Clark has no intention of nose-diving, however. Crashing a $550,000 Shadow isn't as catastrophic as riding a $4.5 million Predator into the ground (or a $55 million F-15, for that matter). But Clark has gamed away the past 11 months in Arizona, and today, finally, is his last "check ride." After this takeoff, he'll be certified to fly the Shadow 200. He'll spend a few months at Fort Hood, Texas, training with the 4th Infantry Division. Then he'll ship off to what his sergeant calls the Big Sandbox: Iraq.
"Striker 1-5, we have lights. Are we clear to launch?" Clark asks into his headset. The low buzz from the plane's engine shifts into a high-pitched, 105-decibel whine. "Departure approved," the control tower squawks back, barely audible over the din.
"Outstanding," Clark smiles, checking his instrument panel one more time. "Five. Four. Three. Two. One.

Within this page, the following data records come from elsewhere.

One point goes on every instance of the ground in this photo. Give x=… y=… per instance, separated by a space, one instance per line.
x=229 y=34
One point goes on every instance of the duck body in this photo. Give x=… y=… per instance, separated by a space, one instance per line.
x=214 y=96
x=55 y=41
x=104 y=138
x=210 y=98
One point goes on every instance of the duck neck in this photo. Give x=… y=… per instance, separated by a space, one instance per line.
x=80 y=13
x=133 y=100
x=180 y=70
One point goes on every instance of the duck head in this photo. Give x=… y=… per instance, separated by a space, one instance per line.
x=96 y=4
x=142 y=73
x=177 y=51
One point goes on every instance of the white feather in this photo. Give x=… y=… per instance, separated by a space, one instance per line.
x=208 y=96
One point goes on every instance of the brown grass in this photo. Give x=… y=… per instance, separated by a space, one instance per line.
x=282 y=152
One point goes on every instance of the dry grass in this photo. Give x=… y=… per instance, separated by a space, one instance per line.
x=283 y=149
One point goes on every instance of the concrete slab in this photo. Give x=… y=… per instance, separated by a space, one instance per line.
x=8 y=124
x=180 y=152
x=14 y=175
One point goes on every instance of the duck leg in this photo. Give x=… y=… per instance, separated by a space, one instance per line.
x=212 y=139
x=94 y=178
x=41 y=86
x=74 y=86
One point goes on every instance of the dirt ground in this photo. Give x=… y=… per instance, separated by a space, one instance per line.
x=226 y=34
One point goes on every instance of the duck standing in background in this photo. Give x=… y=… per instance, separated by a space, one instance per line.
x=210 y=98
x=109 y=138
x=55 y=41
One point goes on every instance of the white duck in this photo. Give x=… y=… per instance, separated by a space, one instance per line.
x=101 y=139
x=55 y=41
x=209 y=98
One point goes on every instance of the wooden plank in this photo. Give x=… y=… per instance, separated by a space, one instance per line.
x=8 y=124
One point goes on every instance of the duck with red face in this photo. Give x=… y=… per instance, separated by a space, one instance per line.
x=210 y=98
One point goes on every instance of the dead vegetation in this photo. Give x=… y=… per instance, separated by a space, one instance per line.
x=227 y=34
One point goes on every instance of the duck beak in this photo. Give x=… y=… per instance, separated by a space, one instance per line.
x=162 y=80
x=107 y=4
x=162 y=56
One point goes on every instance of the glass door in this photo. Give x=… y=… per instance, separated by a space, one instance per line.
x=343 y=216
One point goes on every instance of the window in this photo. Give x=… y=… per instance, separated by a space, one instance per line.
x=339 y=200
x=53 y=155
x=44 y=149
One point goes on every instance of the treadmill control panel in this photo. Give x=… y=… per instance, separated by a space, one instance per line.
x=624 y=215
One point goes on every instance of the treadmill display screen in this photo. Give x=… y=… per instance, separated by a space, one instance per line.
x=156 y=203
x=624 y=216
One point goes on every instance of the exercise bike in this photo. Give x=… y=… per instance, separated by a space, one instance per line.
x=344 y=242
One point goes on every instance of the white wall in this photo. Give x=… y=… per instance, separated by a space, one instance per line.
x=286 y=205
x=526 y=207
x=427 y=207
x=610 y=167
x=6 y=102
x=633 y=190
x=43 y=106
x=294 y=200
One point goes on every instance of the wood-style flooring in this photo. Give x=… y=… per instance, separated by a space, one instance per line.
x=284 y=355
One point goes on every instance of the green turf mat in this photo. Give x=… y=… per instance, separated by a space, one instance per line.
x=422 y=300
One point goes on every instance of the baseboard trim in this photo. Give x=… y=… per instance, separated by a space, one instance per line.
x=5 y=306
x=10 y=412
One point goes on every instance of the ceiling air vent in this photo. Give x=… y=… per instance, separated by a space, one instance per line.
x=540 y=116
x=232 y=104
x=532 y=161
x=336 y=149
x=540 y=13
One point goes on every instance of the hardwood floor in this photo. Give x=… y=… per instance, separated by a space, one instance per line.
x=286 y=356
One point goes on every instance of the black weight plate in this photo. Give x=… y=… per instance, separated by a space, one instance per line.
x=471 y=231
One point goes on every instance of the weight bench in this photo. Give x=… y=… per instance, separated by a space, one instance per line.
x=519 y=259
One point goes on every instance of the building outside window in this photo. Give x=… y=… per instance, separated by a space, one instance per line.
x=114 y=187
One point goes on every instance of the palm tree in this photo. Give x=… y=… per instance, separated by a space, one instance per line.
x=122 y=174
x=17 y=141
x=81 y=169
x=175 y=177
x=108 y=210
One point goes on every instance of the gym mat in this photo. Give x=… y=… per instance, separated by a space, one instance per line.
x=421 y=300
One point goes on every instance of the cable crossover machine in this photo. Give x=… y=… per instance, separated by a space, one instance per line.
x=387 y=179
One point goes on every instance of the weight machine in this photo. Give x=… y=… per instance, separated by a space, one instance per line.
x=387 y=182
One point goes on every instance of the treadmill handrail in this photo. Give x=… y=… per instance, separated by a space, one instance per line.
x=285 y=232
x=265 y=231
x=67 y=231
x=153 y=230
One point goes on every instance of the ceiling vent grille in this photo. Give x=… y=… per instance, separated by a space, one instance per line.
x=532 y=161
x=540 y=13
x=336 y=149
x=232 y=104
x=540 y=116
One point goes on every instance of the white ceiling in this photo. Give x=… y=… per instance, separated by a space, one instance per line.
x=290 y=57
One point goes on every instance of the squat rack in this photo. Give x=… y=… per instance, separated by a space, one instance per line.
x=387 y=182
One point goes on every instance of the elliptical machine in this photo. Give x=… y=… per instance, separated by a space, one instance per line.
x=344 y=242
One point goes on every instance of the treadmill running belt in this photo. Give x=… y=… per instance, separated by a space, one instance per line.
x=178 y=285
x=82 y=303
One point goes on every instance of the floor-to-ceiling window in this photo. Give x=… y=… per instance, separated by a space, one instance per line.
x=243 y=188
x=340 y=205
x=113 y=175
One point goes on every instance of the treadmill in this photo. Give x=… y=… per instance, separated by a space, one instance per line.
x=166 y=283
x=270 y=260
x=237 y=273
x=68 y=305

Launch, launch, launch!" he says, as the plane jumps into the Arizona morning.
The flat gray Shadow gets propelled skyward on a nitrogen-pressurized rail; when Clark is ready to land, a hand-sized antenna dish on the side of the runway will guide the plane to the ground by transmitting coordinates a lot like GPS. Sitting in a Humvee, Clark flies the Hunter by using a mouse to point and click pixelated dials and sliders modeled after the ones in a physical cockpit. Alternatively he can just click a route on a map, or program a destination and let the plane figure it out. Clark doesn't have a throttle, and he can't see out the front of the plane. In fact, there is a camera, but the soldier sitting to Clark's left is working the joystick to take the pictures that make the whole mission worthwhile. Clark is just driving the bus.

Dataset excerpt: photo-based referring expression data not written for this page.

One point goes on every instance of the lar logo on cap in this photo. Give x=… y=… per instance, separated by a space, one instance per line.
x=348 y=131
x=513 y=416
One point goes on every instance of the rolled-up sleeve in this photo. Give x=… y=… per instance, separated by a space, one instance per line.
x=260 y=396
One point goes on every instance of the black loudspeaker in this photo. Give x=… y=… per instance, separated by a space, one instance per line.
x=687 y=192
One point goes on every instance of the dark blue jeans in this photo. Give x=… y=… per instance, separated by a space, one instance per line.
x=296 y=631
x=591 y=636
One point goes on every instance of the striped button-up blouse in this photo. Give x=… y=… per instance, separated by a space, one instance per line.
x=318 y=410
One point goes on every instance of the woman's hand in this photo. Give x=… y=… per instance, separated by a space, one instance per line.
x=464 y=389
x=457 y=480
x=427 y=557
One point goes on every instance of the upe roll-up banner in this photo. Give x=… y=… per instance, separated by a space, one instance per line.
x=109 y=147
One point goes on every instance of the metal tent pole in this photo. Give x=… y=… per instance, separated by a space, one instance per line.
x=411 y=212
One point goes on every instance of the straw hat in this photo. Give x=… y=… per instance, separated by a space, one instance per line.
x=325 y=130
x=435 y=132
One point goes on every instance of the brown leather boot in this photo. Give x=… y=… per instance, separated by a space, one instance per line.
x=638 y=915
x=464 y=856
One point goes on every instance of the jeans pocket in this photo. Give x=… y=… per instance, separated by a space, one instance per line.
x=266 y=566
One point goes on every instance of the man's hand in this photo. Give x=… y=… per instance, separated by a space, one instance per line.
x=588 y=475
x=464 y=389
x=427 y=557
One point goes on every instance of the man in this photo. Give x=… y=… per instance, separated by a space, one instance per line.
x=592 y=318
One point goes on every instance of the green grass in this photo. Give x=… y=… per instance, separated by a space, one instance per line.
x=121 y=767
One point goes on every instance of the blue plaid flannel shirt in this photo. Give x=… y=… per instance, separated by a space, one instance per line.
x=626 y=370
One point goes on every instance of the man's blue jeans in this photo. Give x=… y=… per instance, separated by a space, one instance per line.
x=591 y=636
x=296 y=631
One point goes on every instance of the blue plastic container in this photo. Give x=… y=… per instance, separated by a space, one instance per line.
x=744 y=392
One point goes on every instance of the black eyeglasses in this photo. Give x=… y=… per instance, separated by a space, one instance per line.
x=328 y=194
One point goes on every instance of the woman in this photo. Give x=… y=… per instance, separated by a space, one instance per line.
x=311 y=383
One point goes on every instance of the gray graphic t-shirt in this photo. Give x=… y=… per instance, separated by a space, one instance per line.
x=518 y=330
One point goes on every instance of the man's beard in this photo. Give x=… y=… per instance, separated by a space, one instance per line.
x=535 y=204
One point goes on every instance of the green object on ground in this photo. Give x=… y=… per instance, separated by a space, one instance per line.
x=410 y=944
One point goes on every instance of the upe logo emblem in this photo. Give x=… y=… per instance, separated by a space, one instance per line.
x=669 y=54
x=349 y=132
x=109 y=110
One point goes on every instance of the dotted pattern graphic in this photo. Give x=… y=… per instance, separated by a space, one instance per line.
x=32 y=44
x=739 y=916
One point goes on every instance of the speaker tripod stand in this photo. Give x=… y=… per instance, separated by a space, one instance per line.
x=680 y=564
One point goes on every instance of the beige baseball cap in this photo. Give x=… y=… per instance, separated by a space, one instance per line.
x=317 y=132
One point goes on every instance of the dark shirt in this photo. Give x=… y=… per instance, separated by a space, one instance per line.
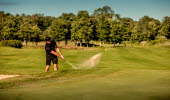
x=49 y=48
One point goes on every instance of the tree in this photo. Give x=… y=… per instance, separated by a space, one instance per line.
x=2 y=19
x=165 y=27
x=26 y=29
x=11 y=27
x=82 y=28
x=69 y=18
x=146 y=29
x=104 y=12
x=58 y=29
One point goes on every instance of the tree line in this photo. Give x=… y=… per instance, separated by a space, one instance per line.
x=103 y=25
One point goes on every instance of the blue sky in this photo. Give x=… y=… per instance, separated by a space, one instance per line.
x=134 y=9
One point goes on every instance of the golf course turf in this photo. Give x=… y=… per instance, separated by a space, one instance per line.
x=123 y=73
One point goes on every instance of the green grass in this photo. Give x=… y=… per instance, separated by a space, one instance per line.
x=123 y=73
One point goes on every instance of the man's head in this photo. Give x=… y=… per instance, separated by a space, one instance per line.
x=48 y=40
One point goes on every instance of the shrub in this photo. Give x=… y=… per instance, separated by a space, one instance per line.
x=12 y=43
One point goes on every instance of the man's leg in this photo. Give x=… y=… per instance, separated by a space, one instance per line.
x=48 y=62
x=55 y=63
x=47 y=68
x=55 y=67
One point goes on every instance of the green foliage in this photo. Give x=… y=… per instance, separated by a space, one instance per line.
x=12 y=43
x=123 y=74
x=59 y=29
x=103 y=25
x=82 y=27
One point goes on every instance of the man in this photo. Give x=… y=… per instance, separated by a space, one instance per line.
x=51 y=54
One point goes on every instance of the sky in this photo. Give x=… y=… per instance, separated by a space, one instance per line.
x=134 y=9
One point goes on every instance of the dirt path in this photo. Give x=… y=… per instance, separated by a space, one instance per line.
x=7 y=76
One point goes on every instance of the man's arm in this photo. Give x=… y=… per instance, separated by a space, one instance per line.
x=58 y=50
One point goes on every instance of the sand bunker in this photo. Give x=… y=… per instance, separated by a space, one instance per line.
x=92 y=62
x=7 y=76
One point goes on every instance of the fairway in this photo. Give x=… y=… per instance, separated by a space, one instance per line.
x=123 y=73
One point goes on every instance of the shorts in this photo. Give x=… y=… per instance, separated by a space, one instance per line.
x=49 y=59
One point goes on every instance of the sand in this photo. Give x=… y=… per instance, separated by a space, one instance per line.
x=7 y=76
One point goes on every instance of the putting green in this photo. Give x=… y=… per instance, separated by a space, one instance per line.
x=122 y=74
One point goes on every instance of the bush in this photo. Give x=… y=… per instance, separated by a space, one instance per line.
x=12 y=43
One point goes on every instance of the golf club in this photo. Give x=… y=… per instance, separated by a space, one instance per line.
x=70 y=64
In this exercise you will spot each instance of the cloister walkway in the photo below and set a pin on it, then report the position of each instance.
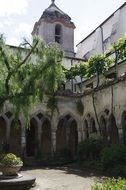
(62, 178)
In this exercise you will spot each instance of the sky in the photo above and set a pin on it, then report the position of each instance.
(17, 17)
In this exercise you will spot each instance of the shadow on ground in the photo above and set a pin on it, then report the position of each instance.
(72, 169)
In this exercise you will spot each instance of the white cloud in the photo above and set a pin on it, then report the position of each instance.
(1, 25)
(9, 7)
(13, 41)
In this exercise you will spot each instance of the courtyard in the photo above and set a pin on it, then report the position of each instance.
(61, 178)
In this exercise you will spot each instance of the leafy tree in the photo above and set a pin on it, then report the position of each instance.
(120, 48)
(27, 74)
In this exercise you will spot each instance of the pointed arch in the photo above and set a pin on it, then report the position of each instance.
(3, 130)
(123, 123)
(86, 129)
(93, 126)
(113, 130)
(58, 33)
(46, 138)
(15, 137)
(103, 129)
(31, 138)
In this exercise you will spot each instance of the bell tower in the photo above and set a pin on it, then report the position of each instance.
(56, 26)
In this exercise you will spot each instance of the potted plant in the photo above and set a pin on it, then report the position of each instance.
(10, 164)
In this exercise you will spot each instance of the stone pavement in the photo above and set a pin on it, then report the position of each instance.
(61, 178)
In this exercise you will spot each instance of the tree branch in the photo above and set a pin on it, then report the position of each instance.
(5, 59)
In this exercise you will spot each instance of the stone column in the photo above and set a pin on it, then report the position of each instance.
(23, 138)
(53, 141)
(120, 132)
(79, 136)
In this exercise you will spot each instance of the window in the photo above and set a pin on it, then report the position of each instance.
(58, 36)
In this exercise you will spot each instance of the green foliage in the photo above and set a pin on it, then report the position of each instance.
(77, 70)
(111, 184)
(114, 160)
(120, 48)
(89, 149)
(10, 160)
(26, 75)
(80, 107)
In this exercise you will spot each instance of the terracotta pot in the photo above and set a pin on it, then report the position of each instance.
(10, 170)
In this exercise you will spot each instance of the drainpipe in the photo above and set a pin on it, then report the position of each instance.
(102, 39)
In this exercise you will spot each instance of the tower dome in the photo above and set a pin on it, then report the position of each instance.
(56, 26)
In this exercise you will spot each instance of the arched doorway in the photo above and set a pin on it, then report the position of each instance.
(46, 139)
(2, 133)
(93, 126)
(31, 139)
(113, 130)
(86, 129)
(124, 126)
(103, 129)
(15, 137)
(61, 138)
(73, 138)
(58, 33)
(67, 136)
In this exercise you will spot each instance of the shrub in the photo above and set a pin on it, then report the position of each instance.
(111, 184)
(89, 149)
(10, 160)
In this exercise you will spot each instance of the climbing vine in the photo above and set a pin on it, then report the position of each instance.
(27, 74)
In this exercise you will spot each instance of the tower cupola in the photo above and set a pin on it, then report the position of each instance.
(56, 26)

During the Cold War, US pilots were nobody's chauffeurs. They were aces, ready to mix it up with more agile Soviet MiGs. Today, few countries have fighters that can match US forces. The days of dogfights are over, unless the United States is planning to start a war with Israel or India. So if UAVs are getting simpler to operate, and if there are no more "duels in the sky," says retired Marine major general Tom Wilkerson - a quintessential fighter jock, a Top Gun graduate with more than 3,000 hours in the front seats of F-4s and F/A-18 Hornets - "maybe you don't need any fighter pilots at all."

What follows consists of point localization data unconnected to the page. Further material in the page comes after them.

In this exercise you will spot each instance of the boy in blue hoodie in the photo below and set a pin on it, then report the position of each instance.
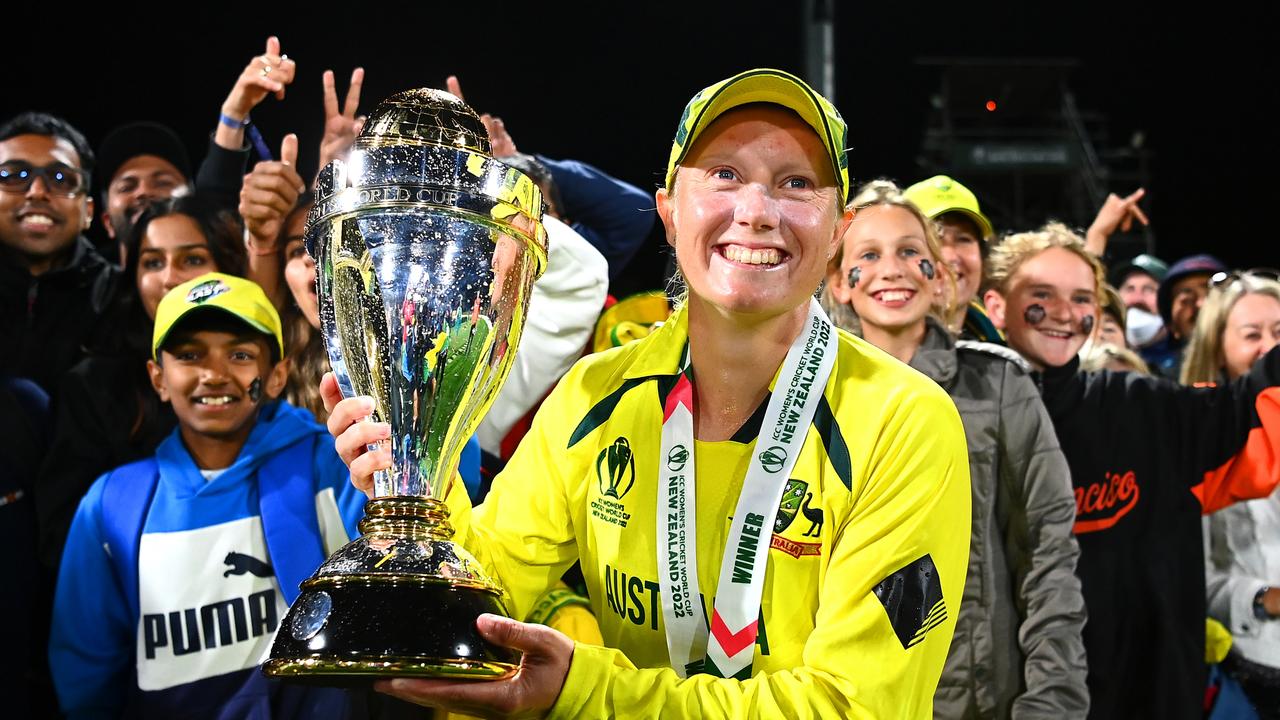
(179, 568)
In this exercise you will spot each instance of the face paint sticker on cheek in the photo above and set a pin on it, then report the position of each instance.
(1034, 314)
(1087, 324)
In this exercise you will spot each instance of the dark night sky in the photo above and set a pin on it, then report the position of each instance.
(606, 83)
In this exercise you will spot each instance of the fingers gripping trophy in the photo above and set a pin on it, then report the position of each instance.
(426, 249)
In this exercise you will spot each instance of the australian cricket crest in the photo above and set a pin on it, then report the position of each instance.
(795, 497)
(791, 497)
(615, 474)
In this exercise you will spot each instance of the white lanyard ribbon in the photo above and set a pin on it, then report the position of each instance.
(730, 646)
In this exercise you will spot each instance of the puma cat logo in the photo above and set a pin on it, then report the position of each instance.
(240, 564)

Nearly six decades after World War I ace Carl Spaatz became its first chief of staff, the Air Force is still ruled by fighter pilots. They're the guys who can smile through barrel rolls that make lesser men lose their lunch, guys with the kind of toys that go Mach 2.
UAVs have been in that toy chest for decades. The Air Force sent a supersonic drone over China in the 1960s; in the Vietnam War its shark-shaped Lightning Bug flew 3,500 unmanned reconnaissance sorties. More experiments followed through the 1980s and 1990s.
Drones had their successes, but Air Force jocks never accepted them as a part of top gun culture. UAVs were considered so second class, the Air Force had to order pilots into drone duty. After all, airmen earned less money operating a Predator, and too much time as a drone pilot could lead to a loss of flight privileges for manned planes. They weren't much fun to fly, either. At a fraction of the weight of an F-15, they get pummeled by the wind on takeoff and landing; 25 have crashed since 2001. That means questions, accident reports, and a blot on your record. And let's just come out and say it: You're not exactly risking your life for your country flying a mission from behind a desk at Nellis.